(1) Would such a view allow caching at the view level? If yes, will the book review update the author bio instantly on updating the author bio, or will there be a delay until the cache clears?
The criteria for Views caching are explained in some detail here:
https://toolset.com/documentation/user-guides/front-page-filters/how-to-use-views-parametric-search-on-large-sites/
In your case, these criteria are important:
- The View shortcode has any attribute other than name, id or target_id....
- The View is nested or has a filter or an option that depends on the current page, current user, or current archive data.
- Things that also change the content or the status of posts, terms, or users will invalidate cache automatically.
This View of the author bio must either include a shortcode attribute which sets the context for the author bio, or it must be based on a relationship to the current page. In either case, Views caching is disabled.
(2) If I use an external caching plugin (e.g. W3 total cache, WP super cache), will these cache such post relationships? Could this lead to delays?
I can't really speak to how other specific 3rd-party systems work, but generally caching plugins produce static HTML versions of a site based on the output generated by the server. Then instead of querying posts again next time someone visits, the static HTML version of the page is served. Post Relationships aren't cached per se, but the overall HTML output generated by the page is cached. As far as leading to delays, it depends on the settings and configurations of those 3rd-party caching systems. The delay is completely controlled by their system and depends on when their cached version is programmatically invalidated.
(1) Can these multiple relationships provide an issue with relation to scaling, or is this level of volumes / complexity manageable under toolset?
Any relational system is going to experience slower query times as database size and query complexity grows. Simple queries like posts by a specific author are going to remain pretty fast. Complex queries like the 12 most recent video reviews by the author of a video review related to the current course review and having a specific custom field value are going to be slower. If you're asking me about your specific numbers and configurations, it's not really possible for me to predict accurately because it depends on too many variables. I suggest setting up a test site and using a plugin like FakerPress to generate some dummy content, then run some performance tests on both the front-end and back-end.

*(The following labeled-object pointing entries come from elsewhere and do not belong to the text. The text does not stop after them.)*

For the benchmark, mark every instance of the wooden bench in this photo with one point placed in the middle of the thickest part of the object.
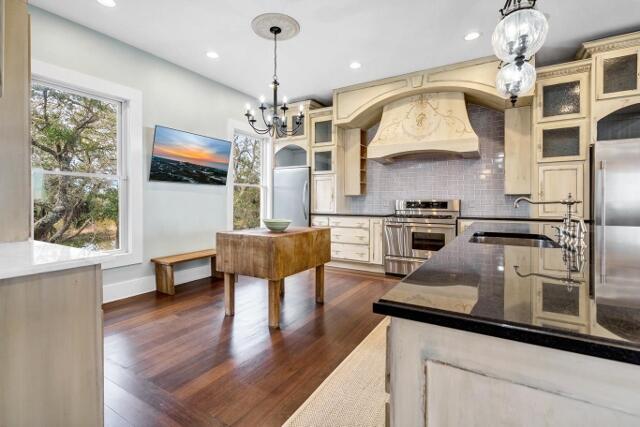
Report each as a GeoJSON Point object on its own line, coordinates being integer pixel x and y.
{"type": "Point", "coordinates": [164, 268]}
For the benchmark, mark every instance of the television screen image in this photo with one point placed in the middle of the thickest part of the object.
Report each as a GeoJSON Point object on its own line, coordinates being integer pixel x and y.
{"type": "Point", "coordinates": [180, 156]}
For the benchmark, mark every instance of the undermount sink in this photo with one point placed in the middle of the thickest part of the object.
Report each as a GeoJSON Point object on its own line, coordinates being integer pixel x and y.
{"type": "Point", "coordinates": [513, 239]}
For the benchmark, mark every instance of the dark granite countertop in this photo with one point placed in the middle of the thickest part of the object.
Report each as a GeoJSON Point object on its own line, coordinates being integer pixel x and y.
{"type": "Point", "coordinates": [354, 214]}
{"type": "Point", "coordinates": [513, 219]}
{"type": "Point", "coordinates": [524, 294]}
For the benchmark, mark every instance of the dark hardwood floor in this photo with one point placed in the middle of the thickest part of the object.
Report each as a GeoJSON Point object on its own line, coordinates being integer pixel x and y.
{"type": "Point", "coordinates": [178, 361]}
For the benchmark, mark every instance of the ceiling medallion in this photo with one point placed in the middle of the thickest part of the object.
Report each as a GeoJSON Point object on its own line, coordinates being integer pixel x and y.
{"type": "Point", "coordinates": [518, 36]}
{"type": "Point", "coordinates": [274, 26]}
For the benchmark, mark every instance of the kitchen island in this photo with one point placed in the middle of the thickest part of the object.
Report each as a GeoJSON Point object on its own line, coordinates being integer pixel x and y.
{"type": "Point", "coordinates": [273, 256]}
{"type": "Point", "coordinates": [504, 334]}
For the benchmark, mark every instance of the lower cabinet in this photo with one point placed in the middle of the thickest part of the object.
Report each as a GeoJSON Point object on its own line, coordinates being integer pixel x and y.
{"type": "Point", "coordinates": [349, 252]}
{"type": "Point", "coordinates": [324, 193]}
{"type": "Point", "coordinates": [353, 238]}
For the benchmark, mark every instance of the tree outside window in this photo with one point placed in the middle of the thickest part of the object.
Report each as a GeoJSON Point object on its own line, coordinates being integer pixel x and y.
{"type": "Point", "coordinates": [248, 191]}
{"type": "Point", "coordinates": [75, 140]}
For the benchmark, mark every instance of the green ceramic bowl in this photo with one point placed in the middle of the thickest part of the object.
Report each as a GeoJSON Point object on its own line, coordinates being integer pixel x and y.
{"type": "Point", "coordinates": [278, 225]}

Managing post relationships between thousands of posts in multiple post types in the backend sounds...challenging. What if I want to relate 200 existing video reviews to a new course review? Each one of those connections must be made manually, either by selecting all 200 video reviews in the course review post, or by editing all 200 video reviews and selecting the course review post. While it is possible to use a CSV to import posts and maintain existing post relationships, there is no bulk-relate feature in wp-admin for existing posts.

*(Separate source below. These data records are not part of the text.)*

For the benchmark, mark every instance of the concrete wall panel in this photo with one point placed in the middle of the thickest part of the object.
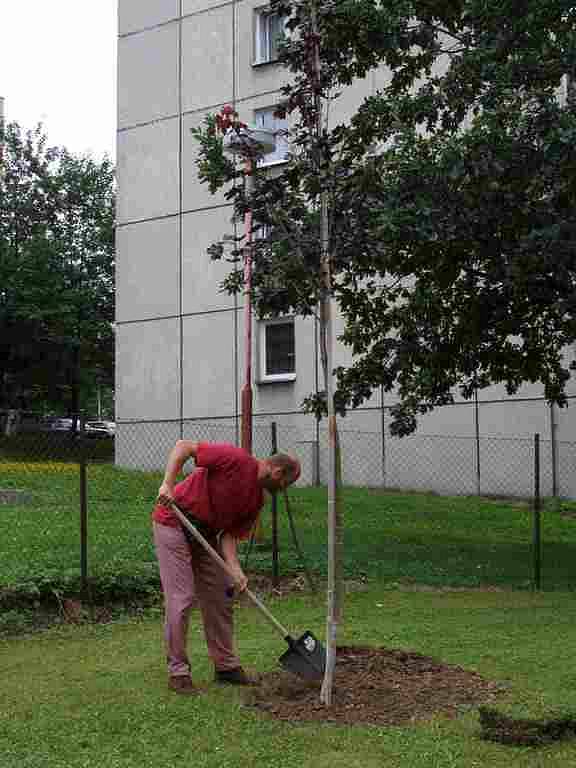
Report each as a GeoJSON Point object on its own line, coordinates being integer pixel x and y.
{"type": "Point", "coordinates": [134, 15]}
{"type": "Point", "coordinates": [148, 171]}
{"type": "Point", "coordinates": [147, 370]}
{"type": "Point", "coordinates": [209, 378]}
{"type": "Point", "coordinates": [202, 276]}
{"type": "Point", "coordinates": [207, 59]}
{"type": "Point", "coordinates": [147, 270]}
{"type": "Point", "coordinates": [148, 82]}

On the other hand, a taxonomy-based classification might be more practical. Instead of selecting all related posts through a manual relationship process, you apply a single taxonomy term to all related posts. Then you can create a View of posts filtered by term to display related posts from each post type.
I recommend you perform tests to see how workflows will be impacted with the numbers of posts you have mentioned.

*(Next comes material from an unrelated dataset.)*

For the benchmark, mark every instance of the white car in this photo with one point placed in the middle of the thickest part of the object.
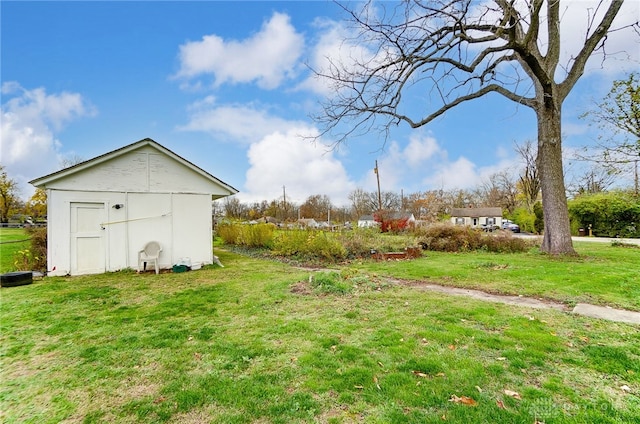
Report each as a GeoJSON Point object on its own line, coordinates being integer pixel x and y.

(2) If I consider the base version of a cloudways cloud hosting (1GB RAM, 1 Core, 1 TB bandwidth), is it possible to give a very rough ballpark estimate of how many concurrent users / monthly visitors can be supported?
No, it's really not possible for me to predict performance because there are too many variables. My best advice is to set up a test site and import some dummy content. Add some post relationships between that dummy content. Then set up some Views that show related content. Then you can run some performance tests on the front-end of the site.